Isolation/Decontamination Precautions: Standard Precautions.
In an aerosol attack, botulinum toxin would be expected
to degrade in the environment within 1 to 2 days. If
contaminated, clothing and skin should be washed with
soap and water, and contaminated surfaces may be cleaned
with a 0.1% hypochlorite (bleach) solution prior to
natural degradation. Healthcare providers are generally
not at risk unless a patient is heavily contaminated.
Treatment
Several antitoxins are available for treatment of
botulism cases, as follows:
1) Licensed Bivalent Anti-AB equine antitoxin, Aventis-Pasteur.
2) IND Univalent Anti-E equine antitoxin, Aventis-Pasteur
3) IND Heptavalent despeciated (Fab'2) equine Anti-ABCDEFG
antitoxin, U.S. Army
4) Licensed Anti-AB human antitoxin for infant botulism
(HBIG - human botulinum immune globulin, sometimes
referred to as "Baby-BIG")
The first three products are available from CDC on
a 24-hour basis. Healthcare providers who suspect a
case of botulinum intoxication (or their hospital epidemiologist
or infection control practitioner) should call their
local or state health department's emergency 24-hour
number. Local or state health departments should call
CDC at 770-488-7100. After a clinical telephone consultation
with a Foodborne and Diarrheal Disease branch physician,
antitoxin will be immediately released if indicated.
HBIG for infant botulism is available from the California
Department of Health Services, Infant Botulism Treatment
and Prevention Program (Dr. Steven Arnon) at 510-231-7600.
Treatment of patients showing early signs and symptoms
of botulism should be initiated as soon as possible.

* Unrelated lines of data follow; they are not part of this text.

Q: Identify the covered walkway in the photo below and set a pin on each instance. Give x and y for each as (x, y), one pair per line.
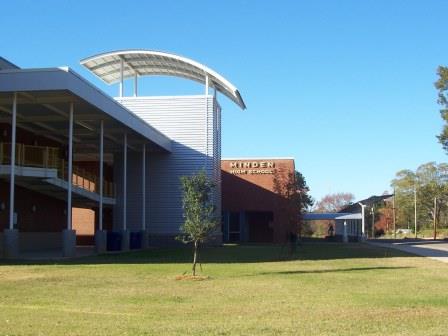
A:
(57, 129)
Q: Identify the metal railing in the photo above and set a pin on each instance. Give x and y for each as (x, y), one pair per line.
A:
(30, 156)
(48, 157)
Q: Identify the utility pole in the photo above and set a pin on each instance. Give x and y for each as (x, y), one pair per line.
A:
(363, 227)
(435, 221)
(393, 212)
(415, 210)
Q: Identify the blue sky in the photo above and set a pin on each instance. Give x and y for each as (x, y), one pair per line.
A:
(345, 87)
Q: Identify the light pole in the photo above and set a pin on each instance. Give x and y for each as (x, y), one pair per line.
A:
(415, 210)
(363, 226)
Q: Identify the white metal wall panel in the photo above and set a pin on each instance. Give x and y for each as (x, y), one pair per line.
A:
(195, 145)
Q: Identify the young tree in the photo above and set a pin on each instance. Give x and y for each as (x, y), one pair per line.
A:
(199, 211)
(429, 182)
(295, 199)
(334, 202)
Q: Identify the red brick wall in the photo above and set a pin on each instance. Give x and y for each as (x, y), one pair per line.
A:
(48, 215)
(258, 192)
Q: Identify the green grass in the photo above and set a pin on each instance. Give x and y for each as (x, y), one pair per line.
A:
(326, 289)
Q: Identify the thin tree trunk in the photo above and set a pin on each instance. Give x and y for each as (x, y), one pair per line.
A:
(195, 256)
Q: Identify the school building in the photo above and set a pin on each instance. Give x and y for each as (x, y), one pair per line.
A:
(76, 162)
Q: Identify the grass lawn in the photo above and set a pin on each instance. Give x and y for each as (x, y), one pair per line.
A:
(325, 289)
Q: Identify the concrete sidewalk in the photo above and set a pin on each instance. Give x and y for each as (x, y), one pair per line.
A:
(433, 249)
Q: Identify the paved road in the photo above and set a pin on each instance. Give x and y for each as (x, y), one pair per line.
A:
(437, 250)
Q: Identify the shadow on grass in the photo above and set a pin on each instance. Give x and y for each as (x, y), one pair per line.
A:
(337, 270)
(250, 253)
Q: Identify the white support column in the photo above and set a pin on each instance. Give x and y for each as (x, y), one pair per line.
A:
(206, 122)
(121, 77)
(125, 163)
(13, 162)
(70, 168)
(135, 85)
(69, 235)
(144, 187)
(100, 211)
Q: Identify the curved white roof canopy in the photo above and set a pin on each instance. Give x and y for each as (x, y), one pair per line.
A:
(107, 66)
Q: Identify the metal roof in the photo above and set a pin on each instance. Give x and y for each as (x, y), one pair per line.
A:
(107, 66)
(330, 216)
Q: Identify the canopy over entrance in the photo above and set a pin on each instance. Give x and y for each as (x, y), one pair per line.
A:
(114, 67)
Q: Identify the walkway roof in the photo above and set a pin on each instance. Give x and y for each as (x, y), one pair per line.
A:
(330, 216)
(107, 66)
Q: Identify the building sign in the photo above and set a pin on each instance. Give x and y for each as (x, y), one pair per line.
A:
(251, 167)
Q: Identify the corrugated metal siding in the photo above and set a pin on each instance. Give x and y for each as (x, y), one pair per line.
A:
(196, 145)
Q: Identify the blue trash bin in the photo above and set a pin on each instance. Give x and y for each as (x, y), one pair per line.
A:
(135, 240)
(113, 241)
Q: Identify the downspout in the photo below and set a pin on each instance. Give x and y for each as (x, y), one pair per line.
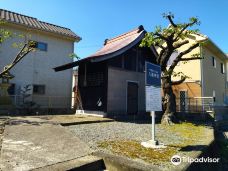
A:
(201, 72)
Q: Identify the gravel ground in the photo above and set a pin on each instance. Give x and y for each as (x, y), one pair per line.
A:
(98, 132)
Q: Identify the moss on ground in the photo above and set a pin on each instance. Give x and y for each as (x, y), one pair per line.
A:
(135, 150)
(190, 134)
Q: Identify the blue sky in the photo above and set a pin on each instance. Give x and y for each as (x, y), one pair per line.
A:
(96, 20)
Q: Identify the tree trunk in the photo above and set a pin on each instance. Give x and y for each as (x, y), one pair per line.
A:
(169, 102)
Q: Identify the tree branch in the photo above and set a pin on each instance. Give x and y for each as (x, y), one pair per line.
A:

Antitoxin used early may slow or halt progression of
paralysis to respiratory failure by binding remaining
circulating antitoxin; after respiratory failure requiring
artificial ventilation is present, antitoxin is unlikely
to have any beneficial effect. The recommended dose
of antitoxin for a single patient is one vial (10 ml)
of antitoxin diluted 1:10 in 0.9% saline administered
by slow intravenous infusion. Additional doses are
usually not required. Treating healthcare providers
should be prepared to treat allergic reactions including
anaphylaxis. Allergy/Immunology specialist bedside
consultation is recommended during treatment, if available.
Intensive supportive care may be required for extended
periods with all forms of human botulism.